Mining through the Pipelines: How We Accelerate Debugging

Sumant Patil
Hevo Data Engineering
5 min readNov 25, 2021

Hevo’s On-call Engineers strive to provide a smooth and seamless experience to customers by ensuring that their Pipelines run successfully. Debugging and fixing any issues faced by customers is, therefore, always handled on priority.

A successfully configured Pipeline centers around the following key areas:

  • Source: Where the data is ingested from. This might be a Database (ex. MySQL, MongoDB, etc.) or a SaaS application (ex. Salesforce, HubSpot, Intercom, etc.)
  • Transformations: These are transformations to clean or enrich your data.
  • Schema Mapper: It maps your Source Schemas to your Destination tables.
  • Destination: Where all the data collected from the Source is stored.

Debugging Database Sources was a critical use case for us, but it became even more convoluted with increasing SaaS applications. The APIs of these applications often change and hence can result in issues with our Data Pipelines.

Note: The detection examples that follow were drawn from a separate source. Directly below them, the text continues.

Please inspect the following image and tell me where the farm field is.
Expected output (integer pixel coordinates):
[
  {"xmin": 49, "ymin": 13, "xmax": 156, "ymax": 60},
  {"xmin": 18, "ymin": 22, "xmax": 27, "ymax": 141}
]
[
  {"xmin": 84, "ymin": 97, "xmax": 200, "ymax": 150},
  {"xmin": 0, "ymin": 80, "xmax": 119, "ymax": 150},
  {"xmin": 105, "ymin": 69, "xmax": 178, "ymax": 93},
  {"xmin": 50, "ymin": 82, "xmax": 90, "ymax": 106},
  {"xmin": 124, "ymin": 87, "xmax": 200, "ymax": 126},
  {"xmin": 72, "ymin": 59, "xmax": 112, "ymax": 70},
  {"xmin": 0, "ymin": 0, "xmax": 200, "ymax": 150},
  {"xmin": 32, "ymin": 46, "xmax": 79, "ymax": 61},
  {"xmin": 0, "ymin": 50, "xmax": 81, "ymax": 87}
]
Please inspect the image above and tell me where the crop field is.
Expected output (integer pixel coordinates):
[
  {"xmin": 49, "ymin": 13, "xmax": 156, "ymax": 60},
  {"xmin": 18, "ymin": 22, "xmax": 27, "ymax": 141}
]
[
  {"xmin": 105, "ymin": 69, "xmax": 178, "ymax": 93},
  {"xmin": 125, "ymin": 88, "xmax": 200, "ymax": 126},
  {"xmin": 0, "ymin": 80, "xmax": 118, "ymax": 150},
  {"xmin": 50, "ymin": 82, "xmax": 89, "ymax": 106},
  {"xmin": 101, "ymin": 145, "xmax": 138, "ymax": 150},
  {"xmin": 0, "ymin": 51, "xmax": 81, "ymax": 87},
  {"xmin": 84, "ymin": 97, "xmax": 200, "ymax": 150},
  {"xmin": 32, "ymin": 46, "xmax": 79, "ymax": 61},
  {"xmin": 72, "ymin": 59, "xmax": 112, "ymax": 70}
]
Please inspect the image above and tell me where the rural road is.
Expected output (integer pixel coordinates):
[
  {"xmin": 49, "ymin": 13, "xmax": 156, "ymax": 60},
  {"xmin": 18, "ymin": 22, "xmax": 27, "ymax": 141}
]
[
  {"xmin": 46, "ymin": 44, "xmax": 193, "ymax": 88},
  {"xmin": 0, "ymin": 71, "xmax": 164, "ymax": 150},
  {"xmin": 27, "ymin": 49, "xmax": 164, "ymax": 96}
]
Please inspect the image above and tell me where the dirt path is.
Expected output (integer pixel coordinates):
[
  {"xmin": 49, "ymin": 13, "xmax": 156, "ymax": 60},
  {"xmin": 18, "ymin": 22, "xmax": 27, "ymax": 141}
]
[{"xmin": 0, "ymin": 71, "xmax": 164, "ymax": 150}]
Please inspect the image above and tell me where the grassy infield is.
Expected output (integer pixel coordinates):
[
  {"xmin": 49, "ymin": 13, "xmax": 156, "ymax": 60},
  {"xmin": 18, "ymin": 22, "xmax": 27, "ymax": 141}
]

To tackle these issues, we thought of designing & incorporating a set of tools to enhance our Debugging capabilities. Here, the primary aim was to empower & speed up our issue-resolution/Debugging process. It would enable our Support teams to rapidly analyse relevant data points & identify the root cause of the issues in no time. Moreover, a high-performing framework would facilitate our On-call Developers to get started and resolve the issues in the right nick of time. It would also benefit our Solutions & Sales teams to improve their turnaround time and deliver a befitting experience with timely solutions.

The Debuggability Framework was thus designed with the idea of providing us with the following to help efficiently handle the above scenarios:

A Clean Log of API Calls Made for a Particular Object

Since most of the issues we face are related to SaaS applications, a Log of all the requests made to the Source would help us pinpoint the data challenges with the specific Source. A Log contains the data used to make the API call, i.e. the URL of the call, headers, pagination fields along with their values, body of the request (if it’s a POST call), etc. However, the Logs should not contain any sensitive information like bearer tokens, passwords, or any other user credentials. Similarly, the responses received for the API calls made should not be Logged.

Time Taken by the API Calls

The timestamps at which the call was made and the response was received represent the total time taken for getting the API response. It can help us understand how much time it takes to fetch the data from the APIs and assist us in rare scenarios where there is a delay in Replication or Historical Load. This data can further be sent to a Time-series Database like InfluxDB for analysis of issues.

Building the Framework

Why did we build a new framework instead of using the existing ones:

Adding Logs Where the APIs are Being Called

As Hevo offers/supports a huge number of SaaS applications to integrate with, the number of places where API calls are being made to pull the data from is huge. Hence, it would be a really cumbersome process to write Logs at each place. This would result in a lot of code duplication and would also interfere with the code where the business logic is implemented. Hence, we wanted to implement the Debuggability Framework as a “Cross-cutting Concern”.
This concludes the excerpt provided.